#Sentiment Analysis on Movie Reviews

In [1]:
import pandas as pd
import numpy as np


In [4]:
path = 'data/'
file_train = 'traindata.tsv'
file_test = 'testdata.tsv'

In [5]:
train = pd.read_csv(path+file_train, error_bad_lines=False, sep = '\t')
test = pd.read_csv(path+file_test, error_bad_lines=False, sep = '\t')


The dataset is comprised of tab-separated files with phrases from the Rotten Tomatoes dataset. Each Sentence has been parsed into many phrases by the Stanford parser. Each phrase has a PhraseId. Each sentence has a SentenceId. Phrases that are repeated (such as short/common words) are only included once in the data.

train.tsv and test.csv contains the phrases and their associated sentiment labels.

The sentiment labels are:

0 - negative
1 - somewhat negative
2 - neutral
3 - somewhat positive
4 - positive

In [6]:
train.tail()

Unnamed: 0,PhraseId,SentenceId,Phrase,Sentiment
124843,46527,2263,the four main actresses,2
124844,140751,7636,hang together,2
124845,88481,4598,", the score is too insistent",1
124846,37285,1770,is either,2
124847,15739,675,gets you riled up,3


In [7]:
test.tail()

Unnamed: 0,PhraseId,SentenceId,Phrase,Sentiment
31207,49227,2407,technical skill and rare depth,4
31208,62407,3154,genuinely engaging performers,4
31209,114834,6113,served up,2
31210,135545,7319,post-modern,2
31211,91212,4745,a stark portrait of motherhood deferred and de...,3


##Extracting words from phrases

In [8]:
import re
def grab_words(sentence):
    str_extract = re.findall(r'\w+', sentence)
    return ' '.join(str_extract).lower()

#####Creating a new column in the data frame to store all the formatted phrases

In [9]:
train['formatted_sentence'] = train.Phrase.apply(grab_words)
test['formatted_sentence'] = test.Phrase.apply(grab_words)


## Creating tf-idf and removal of stop words

tf–idf, short for term frequency–inverse document frequency, is a numerical statistic that is intended to reflect how important a word is to a document in a collection or corpus.

The tf-idf value increases proportionally to the number of times a word appears in the document, but is offset by the frequency of the word in the corpus, which helps to adjust for the fact that some words appear more frequently in general.
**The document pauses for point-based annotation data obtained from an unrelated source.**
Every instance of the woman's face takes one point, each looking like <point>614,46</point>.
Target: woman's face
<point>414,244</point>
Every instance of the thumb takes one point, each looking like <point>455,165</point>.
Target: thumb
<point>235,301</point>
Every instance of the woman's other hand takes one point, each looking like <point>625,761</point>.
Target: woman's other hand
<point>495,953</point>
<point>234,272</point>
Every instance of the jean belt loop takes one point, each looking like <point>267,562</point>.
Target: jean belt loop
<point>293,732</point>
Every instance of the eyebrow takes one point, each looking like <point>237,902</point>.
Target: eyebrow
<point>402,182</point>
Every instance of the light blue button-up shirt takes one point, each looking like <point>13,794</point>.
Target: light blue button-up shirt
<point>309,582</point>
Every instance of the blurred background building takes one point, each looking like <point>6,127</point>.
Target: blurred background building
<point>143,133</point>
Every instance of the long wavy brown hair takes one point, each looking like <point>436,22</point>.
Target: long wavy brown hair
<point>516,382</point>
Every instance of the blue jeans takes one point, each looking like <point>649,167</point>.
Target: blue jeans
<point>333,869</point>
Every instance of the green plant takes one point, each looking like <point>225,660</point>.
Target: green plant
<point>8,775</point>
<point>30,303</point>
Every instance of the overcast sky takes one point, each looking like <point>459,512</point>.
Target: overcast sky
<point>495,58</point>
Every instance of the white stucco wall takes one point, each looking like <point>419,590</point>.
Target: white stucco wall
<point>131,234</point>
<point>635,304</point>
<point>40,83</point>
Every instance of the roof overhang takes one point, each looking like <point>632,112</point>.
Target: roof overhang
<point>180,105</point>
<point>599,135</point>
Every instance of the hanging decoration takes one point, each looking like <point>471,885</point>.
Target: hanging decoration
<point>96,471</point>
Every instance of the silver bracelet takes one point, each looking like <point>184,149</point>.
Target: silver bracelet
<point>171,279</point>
We also eliminate stop words, which are words which are filtered out before or after processing of natural language data (text). Any group of words can be chosen as the stop words for a given purpose. In this case, stop words can cause problems when searching for phrases therefore we have used buitin stop words of english present in scikit learn.

In [10]:
from sklearn.feature_extraction.text import TfidfVectorizer
tfidf_generator = TfidfVectorizer(stop_words='english',
                              use_idf = True,
                              ngram_range = (0,4),
                              min_df = 1
                             )
train_transformed = tfidf_generator.fit_transform(train.formatted_sentence.as_matrix())
test_transformed = tfidf_generator.transform(test.formatted_sentence.as_matrix())
train_sentiment = train.Sentiment.as_matrix()
test_sentiment = test.Sentiment.as_matrix()

**print tfidf_generator.vocabulary - can be used to know which token is used as what column feature in the output matrix**. For example from the below snippet it can be seen that **care cleverness wit** is column feature **19163** for our dataset.
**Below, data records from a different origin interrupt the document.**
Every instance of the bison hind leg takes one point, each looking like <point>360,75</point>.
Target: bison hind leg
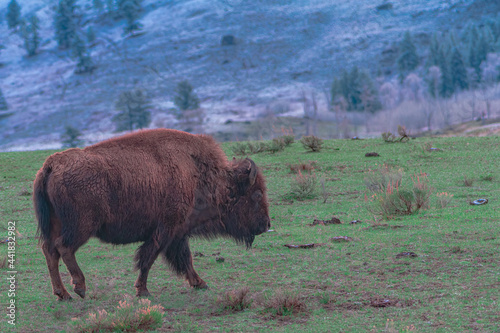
<point>178,256</point>
<point>52,257</point>
<point>145,257</point>
<point>68,256</point>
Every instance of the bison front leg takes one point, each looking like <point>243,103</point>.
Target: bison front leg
<point>145,257</point>
<point>178,255</point>
<point>52,258</point>
<point>68,256</point>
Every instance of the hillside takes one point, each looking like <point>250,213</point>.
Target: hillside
<point>281,50</point>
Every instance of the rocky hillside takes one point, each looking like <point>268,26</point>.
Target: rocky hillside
<point>280,49</point>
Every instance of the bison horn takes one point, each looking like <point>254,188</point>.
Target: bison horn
<point>253,172</point>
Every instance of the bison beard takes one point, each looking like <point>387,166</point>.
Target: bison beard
<point>159,187</point>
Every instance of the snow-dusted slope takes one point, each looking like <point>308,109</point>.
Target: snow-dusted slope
<point>283,47</point>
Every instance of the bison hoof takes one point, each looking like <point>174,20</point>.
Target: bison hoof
<point>80,292</point>
<point>64,297</point>
<point>143,293</point>
<point>202,285</point>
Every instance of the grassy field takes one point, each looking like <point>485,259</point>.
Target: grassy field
<point>452,285</point>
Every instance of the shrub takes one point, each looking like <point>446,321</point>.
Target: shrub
<point>276,145</point>
<point>302,166</point>
<point>257,147</point>
<point>235,300</point>
<point>312,143</point>
<point>378,181</point>
<point>468,181</point>
<point>239,149</point>
<point>404,135</point>
<point>443,199</point>
<point>71,137</point>
<point>284,303</point>
<point>130,316</point>
<point>288,139</point>
<point>395,200</point>
<point>487,177</point>
<point>303,186</point>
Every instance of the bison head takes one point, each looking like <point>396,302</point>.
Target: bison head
<point>249,211</point>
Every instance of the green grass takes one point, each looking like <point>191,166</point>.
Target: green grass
<point>452,285</point>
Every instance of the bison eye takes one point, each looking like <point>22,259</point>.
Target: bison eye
<point>257,196</point>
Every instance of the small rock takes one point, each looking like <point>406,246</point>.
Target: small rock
<point>333,220</point>
<point>406,255</point>
<point>341,239</point>
<point>372,154</point>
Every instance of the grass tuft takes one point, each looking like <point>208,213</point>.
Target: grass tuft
<point>235,300</point>
<point>130,316</point>
<point>284,302</point>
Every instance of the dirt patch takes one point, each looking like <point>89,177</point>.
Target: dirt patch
<point>341,239</point>
<point>406,255</point>
<point>304,246</point>
<point>383,226</point>
<point>333,220</point>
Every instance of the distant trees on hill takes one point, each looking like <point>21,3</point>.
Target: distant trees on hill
<point>13,14</point>
<point>3,102</point>
<point>408,58</point>
<point>30,35</point>
<point>451,63</point>
<point>134,107</point>
<point>357,89</point>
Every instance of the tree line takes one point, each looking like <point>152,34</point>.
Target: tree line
<point>451,63</point>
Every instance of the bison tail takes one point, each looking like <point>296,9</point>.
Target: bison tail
<point>42,203</point>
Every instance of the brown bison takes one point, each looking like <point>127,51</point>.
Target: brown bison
<point>159,187</point>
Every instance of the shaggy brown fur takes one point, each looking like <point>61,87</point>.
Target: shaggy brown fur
<point>159,187</point>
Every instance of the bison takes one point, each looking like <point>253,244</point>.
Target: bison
<point>159,187</point>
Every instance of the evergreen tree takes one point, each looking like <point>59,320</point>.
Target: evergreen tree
<point>130,9</point>
<point>185,98</point>
<point>71,137</point>
<point>91,37</point>
<point>408,58</point>
<point>13,14</point>
<point>80,51</point>
<point>434,47</point>
<point>134,107</point>
<point>458,71</point>
<point>357,88</point>
<point>98,5</point>
<point>446,87</point>
<point>30,35</point>
<point>433,81</point>
<point>66,23</point>
<point>3,102</point>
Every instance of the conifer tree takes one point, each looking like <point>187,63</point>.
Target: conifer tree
<point>134,107</point>
<point>458,71</point>
<point>446,87</point>
<point>433,81</point>
<point>13,14</point>
<point>3,102</point>
<point>80,51</point>
<point>408,58</point>
<point>357,88</point>
<point>433,59</point>
<point>66,23</point>
<point>185,98</point>
<point>29,32</point>
<point>71,137</point>
<point>98,5</point>
<point>130,9</point>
{u'': 0, u'90 minute film unfortunately': 839, **u'care cleverness wit': 19163**, u'funny albeit superficial cautionary': 62256, u'thriller directorial debut': 157832, u'bodies hardly laugh': 14942, u'hour photo disappointing generalities': 73674, u'woods': 173298, u'clotted': 25055, u'woody': 173299,

**The train and test data are transformed into datasets with 176159 feature, each feature representing a bag of word**

In [11]:
train_transformed

<124848x176288 sparse matrix of type '<type 'numpy.float64'>'
	with 1345597 stored elements in Compressed Sparse Row format>

In [12]:
test_transformed

<31212x176288 sparse matrix of type '<type 'numpy.float64'>'
	with 332471 stored elements in Compressed Sparse Row format>

##Predicting the sentiment using LinearSVC model
The objective of a Linear SVC (Support Vector Classifier) is to fit to the data you provide, returning a "best fit" hyperplane that divides, or categorizes, your data. From there, after getting the hyperplane, you can then feed some features to your classifier to see what the "predicted" class is. This makes this specific algorithm rather suitable for our uses, though you can use this for many situations.

In [13]:
from sklearn.svm import LinearSVC
svc_clf = LinearSVC(penalty = 'l2', dual = False, tol = 1e-3)
svc_clf.fit(train_transformed, train_sentiment)


LinearSVC(C=1.0, class_weight=None, dual=False, fit_intercept=True,
     intercept_scaling=1, loss='squared_hinge', max_iter=1000,
     multi_class='ovr', penalty='l2', random_state=None, tol=0.001,
     verbose=0)

In [14]:
from sklearn.metrics import accuracy_score
print (('Accuracy of the model on the test set - %f')%
(accuracy_score(test_sentiment, svc_clf.predict(test_transformed))))


Accuracy of the model on the test set - 0.643502